There’s some talented artists out there who can hand paint stunning hyper-realistic art, but those kinds of skills are something us mere mortals can only dream of. Thankfully with the help of Photoshop it’s possible to create cool effects to mimic the style of painted images. In today’s tutorial I show you a few steps that will transform a photograph into a digitally painted piece of art with detailed brush strokes and blotchy colours.

How To Create a Realistic Painted Effect in Photoshop

How To Create a Realistic Painted Effect in Photoshop

The effect we’ll be creating in this tutorial transforms a photograph with fine brush strokes to produce a realistic painted appearance. This technique is great for simulating illustrated artwork for retro movie posters or just to give your images a cool stylized look.

Open up your chosen image in Photoshop. I’m using a portrait photo I picked out from Shutterstock. Add a Curves adjustment layer and darken the blacks and brighten the whites to subtly increase the contrast.

Use the shortcut CMD+J to duplicate the background layer twice, then with the uppermost layer selected add a High Pass effect from the Filters menu.

Adjust the High Pass filter radius slider until the details of the photo begin to emerge from the grey background. A low amount of around 1-3px is all that’s required to avoid any haloing.

Change the blending mode of this High Pass layer to Linear Light to drastically sharpen the photograph.
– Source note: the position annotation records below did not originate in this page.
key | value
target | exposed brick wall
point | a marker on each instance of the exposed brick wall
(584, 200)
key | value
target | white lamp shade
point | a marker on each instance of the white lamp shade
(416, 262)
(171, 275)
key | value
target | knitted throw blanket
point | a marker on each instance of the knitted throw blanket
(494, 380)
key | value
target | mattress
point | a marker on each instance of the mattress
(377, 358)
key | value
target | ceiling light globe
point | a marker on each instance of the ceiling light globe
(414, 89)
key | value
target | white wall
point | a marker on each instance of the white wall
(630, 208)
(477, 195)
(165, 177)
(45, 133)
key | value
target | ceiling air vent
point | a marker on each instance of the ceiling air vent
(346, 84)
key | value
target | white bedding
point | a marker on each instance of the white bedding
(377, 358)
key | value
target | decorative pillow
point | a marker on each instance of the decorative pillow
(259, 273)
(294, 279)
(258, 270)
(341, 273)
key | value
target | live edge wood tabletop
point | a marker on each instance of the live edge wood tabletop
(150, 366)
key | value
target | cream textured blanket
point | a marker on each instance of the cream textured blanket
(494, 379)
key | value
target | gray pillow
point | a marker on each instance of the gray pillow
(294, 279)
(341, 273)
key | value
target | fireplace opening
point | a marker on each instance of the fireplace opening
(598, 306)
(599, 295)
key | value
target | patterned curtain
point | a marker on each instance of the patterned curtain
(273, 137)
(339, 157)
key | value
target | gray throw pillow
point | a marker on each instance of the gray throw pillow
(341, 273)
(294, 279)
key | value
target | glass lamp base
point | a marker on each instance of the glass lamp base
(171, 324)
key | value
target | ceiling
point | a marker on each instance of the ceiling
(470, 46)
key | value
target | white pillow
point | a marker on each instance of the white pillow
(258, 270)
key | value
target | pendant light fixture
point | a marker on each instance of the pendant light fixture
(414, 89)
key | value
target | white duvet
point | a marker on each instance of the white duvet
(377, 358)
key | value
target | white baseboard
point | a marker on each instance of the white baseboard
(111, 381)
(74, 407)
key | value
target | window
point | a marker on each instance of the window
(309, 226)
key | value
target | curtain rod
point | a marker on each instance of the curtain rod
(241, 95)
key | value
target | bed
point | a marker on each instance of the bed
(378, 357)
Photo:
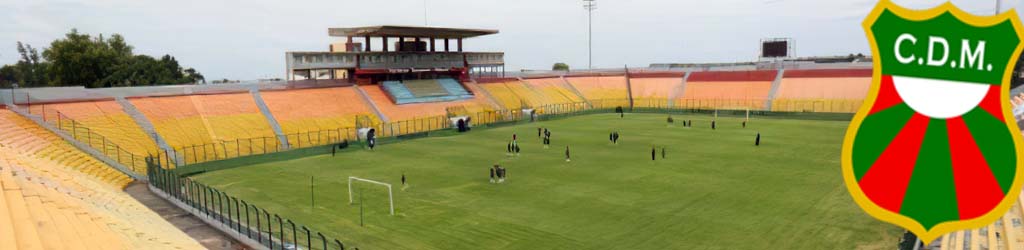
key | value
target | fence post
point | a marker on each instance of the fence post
(238, 216)
(249, 231)
(281, 225)
(295, 236)
(309, 238)
(323, 239)
(259, 225)
(269, 228)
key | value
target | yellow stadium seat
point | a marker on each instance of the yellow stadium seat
(603, 92)
(225, 125)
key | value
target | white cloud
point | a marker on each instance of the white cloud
(248, 39)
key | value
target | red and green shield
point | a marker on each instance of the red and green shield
(934, 148)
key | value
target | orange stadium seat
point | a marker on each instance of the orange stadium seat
(822, 90)
(554, 89)
(333, 111)
(417, 117)
(730, 90)
(210, 127)
(503, 95)
(653, 92)
(604, 91)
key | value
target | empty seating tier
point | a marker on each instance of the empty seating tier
(334, 111)
(20, 134)
(416, 117)
(604, 91)
(44, 205)
(107, 119)
(653, 92)
(822, 90)
(210, 126)
(415, 91)
(729, 90)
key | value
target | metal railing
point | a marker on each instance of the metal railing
(84, 134)
(243, 218)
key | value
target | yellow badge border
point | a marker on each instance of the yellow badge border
(929, 236)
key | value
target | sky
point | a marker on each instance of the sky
(247, 39)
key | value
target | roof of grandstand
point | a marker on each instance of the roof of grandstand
(409, 31)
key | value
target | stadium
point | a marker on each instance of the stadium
(386, 141)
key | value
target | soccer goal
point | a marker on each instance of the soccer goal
(390, 198)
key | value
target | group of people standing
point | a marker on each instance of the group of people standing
(513, 147)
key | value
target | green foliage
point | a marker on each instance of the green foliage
(560, 67)
(79, 59)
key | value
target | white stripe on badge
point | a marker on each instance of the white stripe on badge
(939, 98)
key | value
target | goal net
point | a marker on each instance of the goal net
(390, 197)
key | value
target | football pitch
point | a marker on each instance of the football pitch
(713, 190)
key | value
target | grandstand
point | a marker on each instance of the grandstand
(602, 91)
(214, 123)
(64, 178)
(427, 90)
(1007, 233)
(56, 197)
(333, 111)
(826, 90)
(104, 118)
(727, 90)
(655, 90)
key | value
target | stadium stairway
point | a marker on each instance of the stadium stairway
(678, 90)
(774, 88)
(45, 207)
(565, 84)
(269, 117)
(475, 87)
(46, 132)
(145, 125)
(629, 88)
(28, 137)
(366, 98)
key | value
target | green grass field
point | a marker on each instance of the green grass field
(715, 190)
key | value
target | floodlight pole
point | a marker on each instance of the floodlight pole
(590, 5)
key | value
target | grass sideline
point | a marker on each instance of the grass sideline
(715, 191)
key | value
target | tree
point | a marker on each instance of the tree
(29, 71)
(7, 76)
(79, 59)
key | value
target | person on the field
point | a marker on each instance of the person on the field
(493, 173)
(567, 158)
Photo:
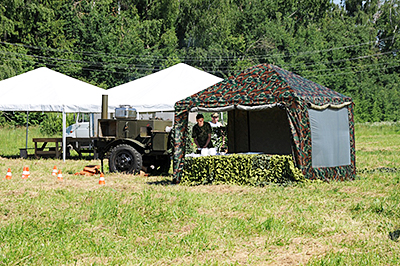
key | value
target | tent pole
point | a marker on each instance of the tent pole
(64, 135)
(27, 126)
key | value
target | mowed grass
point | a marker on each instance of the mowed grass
(143, 220)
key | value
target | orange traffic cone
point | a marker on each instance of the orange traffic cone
(24, 173)
(8, 175)
(54, 173)
(102, 181)
(28, 174)
(59, 176)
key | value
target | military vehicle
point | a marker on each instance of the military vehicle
(132, 145)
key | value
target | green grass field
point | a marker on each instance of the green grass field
(143, 220)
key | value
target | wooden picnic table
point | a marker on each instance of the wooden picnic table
(44, 150)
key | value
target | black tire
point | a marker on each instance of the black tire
(157, 166)
(126, 159)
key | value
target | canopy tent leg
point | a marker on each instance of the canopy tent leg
(64, 135)
(27, 126)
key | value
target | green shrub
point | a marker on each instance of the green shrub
(241, 169)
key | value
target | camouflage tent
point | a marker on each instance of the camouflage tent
(274, 111)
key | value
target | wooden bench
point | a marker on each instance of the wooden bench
(49, 151)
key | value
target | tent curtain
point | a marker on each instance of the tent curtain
(329, 105)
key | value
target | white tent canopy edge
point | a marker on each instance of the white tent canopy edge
(45, 90)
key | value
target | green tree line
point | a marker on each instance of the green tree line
(351, 48)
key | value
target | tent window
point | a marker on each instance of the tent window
(330, 137)
(265, 131)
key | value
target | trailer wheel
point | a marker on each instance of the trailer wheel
(124, 158)
(159, 166)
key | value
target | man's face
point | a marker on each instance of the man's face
(200, 121)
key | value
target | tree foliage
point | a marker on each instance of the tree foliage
(352, 49)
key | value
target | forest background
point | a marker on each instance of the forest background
(349, 47)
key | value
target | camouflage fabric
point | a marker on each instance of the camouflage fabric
(268, 84)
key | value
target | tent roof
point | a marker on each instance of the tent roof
(263, 84)
(46, 90)
(159, 91)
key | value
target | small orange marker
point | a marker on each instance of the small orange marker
(59, 176)
(102, 181)
(8, 175)
(28, 174)
(54, 173)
These sharp areas will help create detailed brush strokes, especially on the hairs.

Merge the High Pass layer with the background duplicate below it to make this effect permanent, then head to Filter > Stylize > Diffuse.
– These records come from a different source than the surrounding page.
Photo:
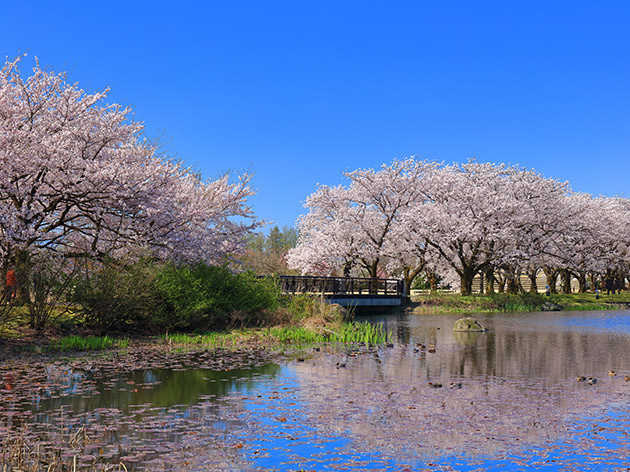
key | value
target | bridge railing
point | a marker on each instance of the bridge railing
(341, 285)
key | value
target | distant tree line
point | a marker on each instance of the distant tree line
(416, 218)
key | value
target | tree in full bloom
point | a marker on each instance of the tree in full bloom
(78, 179)
(358, 225)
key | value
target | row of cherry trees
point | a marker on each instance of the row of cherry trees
(79, 181)
(455, 222)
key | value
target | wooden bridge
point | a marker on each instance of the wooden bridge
(348, 291)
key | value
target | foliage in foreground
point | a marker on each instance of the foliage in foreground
(441, 303)
(89, 343)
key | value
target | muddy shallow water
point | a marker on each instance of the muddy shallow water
(509, 399)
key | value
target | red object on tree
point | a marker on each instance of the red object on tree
(11, 279)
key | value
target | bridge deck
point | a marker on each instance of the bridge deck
(347, 291)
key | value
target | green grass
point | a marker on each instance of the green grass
(507, 303)
(293, 335)
(89, 343)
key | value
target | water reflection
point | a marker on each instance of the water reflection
(507, 396)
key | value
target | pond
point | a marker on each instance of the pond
(509, 398)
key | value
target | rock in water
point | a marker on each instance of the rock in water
(468, 324)
(548, 306)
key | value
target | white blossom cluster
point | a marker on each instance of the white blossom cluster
(458, 221)
(78, 179)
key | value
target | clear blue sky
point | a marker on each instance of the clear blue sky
(299, 91)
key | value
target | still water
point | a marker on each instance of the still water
(509, 399)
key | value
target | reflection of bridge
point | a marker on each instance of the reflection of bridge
(347, 291)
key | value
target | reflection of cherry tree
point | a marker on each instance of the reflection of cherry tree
(77, 178)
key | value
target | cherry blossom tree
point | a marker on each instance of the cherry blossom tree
(358, 224)
(78, 178)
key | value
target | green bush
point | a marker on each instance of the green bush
(117, 297)
(201, 297)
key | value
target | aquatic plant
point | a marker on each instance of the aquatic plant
(89, 343)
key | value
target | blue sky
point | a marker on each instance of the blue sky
(300, 91)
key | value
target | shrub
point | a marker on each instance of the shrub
(119, 297)
(200, 297)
Change the Diffuse mode to Anisotropic. This is the key ingredient to give the image that cool brushed appearance.

If you look closely at your artwork, you may notice some ugly seaming where the diffusing repeats. I’ve come up with a little technique to fix this…

Go to Image > Image Rotation > 90° CW, then use the shortcut CMD+F to repeat the addition of a Diffuse filter.
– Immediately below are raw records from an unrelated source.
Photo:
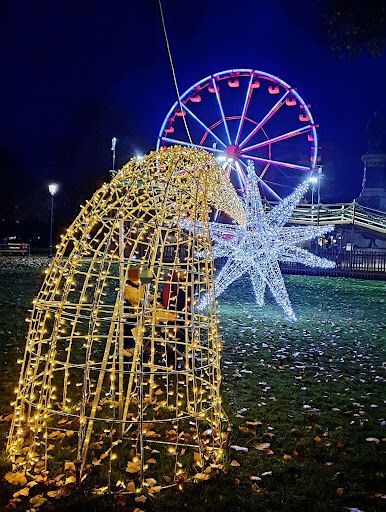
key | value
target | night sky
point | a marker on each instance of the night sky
(77, 73)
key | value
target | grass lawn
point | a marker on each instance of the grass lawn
(306, 399)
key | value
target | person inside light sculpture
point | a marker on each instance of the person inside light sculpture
(129, 418)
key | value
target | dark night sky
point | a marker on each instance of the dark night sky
(77, 73)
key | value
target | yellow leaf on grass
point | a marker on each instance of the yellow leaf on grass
(99, 490)
(37, 500)
(197, 458)
(131, 487)
(22, 492)
(203, 476)
(57, 434)
(262, 446)
(151, 433)
(70, 466)
(70, 480)
(133, 467)
(16, 478)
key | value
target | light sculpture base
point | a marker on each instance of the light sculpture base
(121, 376)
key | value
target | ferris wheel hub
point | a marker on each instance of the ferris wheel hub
(232, 152)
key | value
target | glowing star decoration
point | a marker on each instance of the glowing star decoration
(257, 247)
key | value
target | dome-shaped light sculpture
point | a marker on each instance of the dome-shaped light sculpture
(120, 375)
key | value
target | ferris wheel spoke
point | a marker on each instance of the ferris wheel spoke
(266, 118)
(276, 162)
(279, 138)
(245, 108)
(221, 110)
(263, 183)
(203, 125)
(241, 175)
(191, 145)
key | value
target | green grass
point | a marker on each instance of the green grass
(316, 387)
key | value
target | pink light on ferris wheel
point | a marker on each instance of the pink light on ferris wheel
(245, 114)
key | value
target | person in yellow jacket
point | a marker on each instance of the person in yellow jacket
(133, 295)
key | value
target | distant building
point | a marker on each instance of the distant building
(373, 193)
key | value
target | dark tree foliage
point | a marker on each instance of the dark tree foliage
(356, 26)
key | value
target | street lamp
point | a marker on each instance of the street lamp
(52, 188)
(313, 180)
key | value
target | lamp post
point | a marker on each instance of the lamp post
(52, 188)
(313, 180)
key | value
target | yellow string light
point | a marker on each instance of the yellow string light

Rotate the image by 90° again, then apply another Diffuse filter. Repeat this step for a third time then rotate the image for a final time to place it the right way up.

The Diffuse filter adds a cool brushed effect but it has blurred the image slightly. Go to Filter > Sharpen > Smart Sharpen to bring out some of the details. Use an amount of around 100% but a low Radius to avoid over processing the image.

This result looks pretty good as it is. The texturing from the Diffuse filter adds lots of swirly details on the skin which gives the image a traditionally painted effect. However, there’s one little step that further manipulates the image and results in more of a digitally painted look. Select Surface Blur from the Filter > Blur menu and adjust the values to around 50px Radius and 15 Threshold. Fine tune these values so only the large flat areas are affected.

The result is cool effect that mimics digital paintings. The smudged blending of colours and the appearance of fine brush strokes really help achieve a realistic painted look.

The effect really comes the life the closer you get. From afar the fine details can blend to look like a normal photograph, but up close you see what looks like hundreds of individual brush strokes.